It is very difficult to convince management to invest in sustainable procurement. It will require not only money and resources, but also time and can involve an overhaul of the entire procurement process. This is why it’s useful to focus on the benefits of sustainable procurement. Ask yourself why you want to sell it to your boss. The reasons you are on board are most probably the same ones they’ll need to be convinced…

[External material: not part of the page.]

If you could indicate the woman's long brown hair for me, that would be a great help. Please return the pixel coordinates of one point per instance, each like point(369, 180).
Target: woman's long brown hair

A few weeks ago we wrote a brief blog entry about the financial cost benefits to sustainability and sustainable procurement. This is sure to encourage the boss! There is very strong evidence that there are financial benefits to making your supply chain sustainable. Not only in clear cut ways such as cutting your energy use, but also by enhancing employee morale, streamlining processes and cementing relationships with suppliers. This is another way to sell sustainable procurement to your boss: by implementing a sustainable procurement program, you are able to better manage your supply chain, gain control over procurement and are able to foster better relationships with your suppliers. This is not a one-time deal. By assessing your supply chain on the risks they represent (riskier sectors, risky countries) as well as being better placed to identify the sources of innovation in your supply chain, you are more able to weather any oncoming storms, any new regulations (such as the Dodd-Frank Act on Conflict Minerals that has a global scope) and supply chain compliance requirements.
The most recent EcoVadis & HEC study argues that making sustainable procurement part of performance appraisals is a good way to involve unconvinced line managers in the process, but it works as a way for your boss to take ownership as well as a convenient way to assess everyone’s progress.
One of the truly best things about sustainable procurement is that it encourages long term performance thinking, thus avoiding short-sightedness. Procurement is about buying the best supplies for the best prices, but this can never been achieved without ensuring there are no risks tied into the purchase. Risks of supply, risks of brand damage, risks of failure of regulatory compliance, risks of not working with the most innovating suppliers, risks that you cannot afford to buy into.
There are many positive, forward-facing reasons for working on a sustainable procurement program, but the most powerful arguments in favour, the ones most probably paramount to your boss’s change in heart, are about the risks they cannot, should not, and don’t have to be prepared to shoulder.